Received-SPF: pass (google.com: domain of linux-kernel-owner@vger.kernel.org designates 23.128.96.18 as permitted sender) client-ip=23.128.96.18;
Date:   Tue, 19 May 2020 12:26:48 +0200
From:   Christian Brauner <christian.brauner@ubuntu.com>
To:     Kees Cook <keescook@chromium.org>
Cc:     Tycho Andersen <tycho@tycho.ws>, Sargun Dhillon <sargun@sargun.me>,
        Matt Denton <mpdenton@google.com>,
        Chris Palmer <palmer@google.com>,
        Jeffrey Vander Stoep <jeffv@google.com>,
        containers@lists.linux-foundation.org, linux-api@vger.kernel.org,
        linux-kernel@vger.kernel.org
Subject: Re: seccomp feature development
Message-ID: <20200519102648.dnnciytdaocfrmjc@wittgenstein>
References: <202005181120.971232B7B@keescook>
MIME-Version: 1.0
Content-Type: text/plain; charset=utf-8
Content-Disposition: inline
In-Reply-To: <202005181120.971232B7B@keescook>
Sender: linux-kernel-owner@vger.kernel.org
Precedence: bulk

On Mon, May 18, 2020 at 02:04:57PM -0700, Kees Cook wrote:
> Hi!
> 
> This is my attempt at a brain-dump on my plans for nearish-term seccomp
> features.

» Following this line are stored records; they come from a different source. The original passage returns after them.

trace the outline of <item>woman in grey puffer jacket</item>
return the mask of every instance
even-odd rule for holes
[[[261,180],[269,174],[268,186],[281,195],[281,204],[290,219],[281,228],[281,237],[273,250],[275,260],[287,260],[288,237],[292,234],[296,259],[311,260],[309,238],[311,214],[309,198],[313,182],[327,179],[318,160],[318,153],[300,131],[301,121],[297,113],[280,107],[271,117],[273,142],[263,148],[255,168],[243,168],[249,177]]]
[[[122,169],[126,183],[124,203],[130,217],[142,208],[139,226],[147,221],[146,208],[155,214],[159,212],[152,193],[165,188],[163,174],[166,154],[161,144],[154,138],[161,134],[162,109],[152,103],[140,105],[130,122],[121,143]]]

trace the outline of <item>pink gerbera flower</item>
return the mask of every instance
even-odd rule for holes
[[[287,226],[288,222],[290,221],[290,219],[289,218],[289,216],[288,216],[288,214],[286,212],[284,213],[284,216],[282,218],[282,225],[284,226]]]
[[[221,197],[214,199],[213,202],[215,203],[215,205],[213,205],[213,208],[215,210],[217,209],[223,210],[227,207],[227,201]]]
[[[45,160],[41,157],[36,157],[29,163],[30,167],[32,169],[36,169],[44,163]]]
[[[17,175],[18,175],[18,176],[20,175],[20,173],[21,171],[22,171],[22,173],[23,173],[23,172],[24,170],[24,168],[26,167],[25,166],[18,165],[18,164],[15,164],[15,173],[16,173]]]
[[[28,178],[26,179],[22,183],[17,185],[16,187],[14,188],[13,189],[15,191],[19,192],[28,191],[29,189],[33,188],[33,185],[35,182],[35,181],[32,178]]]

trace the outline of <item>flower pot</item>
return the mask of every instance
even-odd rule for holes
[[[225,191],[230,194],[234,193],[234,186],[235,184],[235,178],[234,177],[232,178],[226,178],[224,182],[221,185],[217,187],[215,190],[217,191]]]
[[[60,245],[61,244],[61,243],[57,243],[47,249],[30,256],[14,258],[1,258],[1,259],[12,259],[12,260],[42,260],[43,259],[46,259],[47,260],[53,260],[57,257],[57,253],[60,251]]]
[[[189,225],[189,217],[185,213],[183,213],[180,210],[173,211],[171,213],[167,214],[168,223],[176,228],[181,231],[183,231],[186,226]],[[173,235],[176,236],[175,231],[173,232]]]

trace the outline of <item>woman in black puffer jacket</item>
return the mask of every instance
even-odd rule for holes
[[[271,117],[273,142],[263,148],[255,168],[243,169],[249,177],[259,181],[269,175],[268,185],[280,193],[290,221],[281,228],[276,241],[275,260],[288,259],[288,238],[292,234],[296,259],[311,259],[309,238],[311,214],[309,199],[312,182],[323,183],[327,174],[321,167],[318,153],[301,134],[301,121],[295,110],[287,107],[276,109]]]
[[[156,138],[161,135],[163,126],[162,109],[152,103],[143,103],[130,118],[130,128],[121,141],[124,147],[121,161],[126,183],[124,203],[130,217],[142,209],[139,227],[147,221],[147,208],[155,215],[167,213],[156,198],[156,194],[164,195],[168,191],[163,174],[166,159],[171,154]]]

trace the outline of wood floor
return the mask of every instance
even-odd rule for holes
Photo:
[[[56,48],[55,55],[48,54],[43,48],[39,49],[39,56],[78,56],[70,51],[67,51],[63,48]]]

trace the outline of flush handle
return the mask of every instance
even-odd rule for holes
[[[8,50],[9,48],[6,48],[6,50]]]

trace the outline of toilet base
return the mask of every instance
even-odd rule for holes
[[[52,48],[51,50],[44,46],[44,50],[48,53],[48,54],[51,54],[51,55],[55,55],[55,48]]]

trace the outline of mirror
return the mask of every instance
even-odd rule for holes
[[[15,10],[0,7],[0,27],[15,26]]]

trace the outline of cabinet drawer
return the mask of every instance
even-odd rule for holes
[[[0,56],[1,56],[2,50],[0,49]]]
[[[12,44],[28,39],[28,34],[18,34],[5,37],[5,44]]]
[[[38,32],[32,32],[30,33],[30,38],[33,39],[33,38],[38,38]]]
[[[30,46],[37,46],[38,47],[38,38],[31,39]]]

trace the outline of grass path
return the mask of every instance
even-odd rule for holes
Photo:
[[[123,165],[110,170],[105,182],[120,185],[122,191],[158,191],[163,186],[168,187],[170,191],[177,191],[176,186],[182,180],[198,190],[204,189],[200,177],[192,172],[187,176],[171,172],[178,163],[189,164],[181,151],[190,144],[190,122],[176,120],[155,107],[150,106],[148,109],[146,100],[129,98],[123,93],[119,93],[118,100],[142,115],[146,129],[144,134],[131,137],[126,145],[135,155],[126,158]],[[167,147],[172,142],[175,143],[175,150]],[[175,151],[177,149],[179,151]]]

Welcome to my TED talk... ;)
> 
> These are the things I've been thinking about:
> 
> - fd passing
> - deep argument inspection
> - changing structure sizes
> - syscall bitmasks
> 
> So, diving right in:
> 
> 
> ## fd passing
> 
> Background: seccomp users want to be able to install an fd in a
> monitored process during a user_notif to emulate "open" calls (or
> similar), possibly across security boundaries, etc.
> 
> On the fd passing front, it seems that gaining pidfd_addfd() is the way
> to go as it allows for generic use not tied to seccomp in particular.
> I expect this feature will be developed orthogonally to seccomp (where
> does this stand, BTW?). However, as Sargun has shown[1], seccomp could
> be friendlier to help with using it. Things that need to be resolved:
> 
> - report pidnr, or pidfd? It seems the consensus is to pass pidnr, but
>   if we're going to step back and make some design choices here, is
>   there a place for pidfds in seccomp user_notif, in order to avoid
>   needing the user_notif cookie? I think probably not: it's a rather lot
>   of overhead for notifications. It seems it's safe to perform an fd
>   installation with these steps:
> 	- get pidnr from user_notif_recv
> 	- open pidfd from pidnr
> 	- re-verify user_notif cookie is still valid
> 	- send new fd via pidfd
> 	- reply with user_notif_send
> 	- close pidfd

Yes, that sounds good and should be sufficient for all users.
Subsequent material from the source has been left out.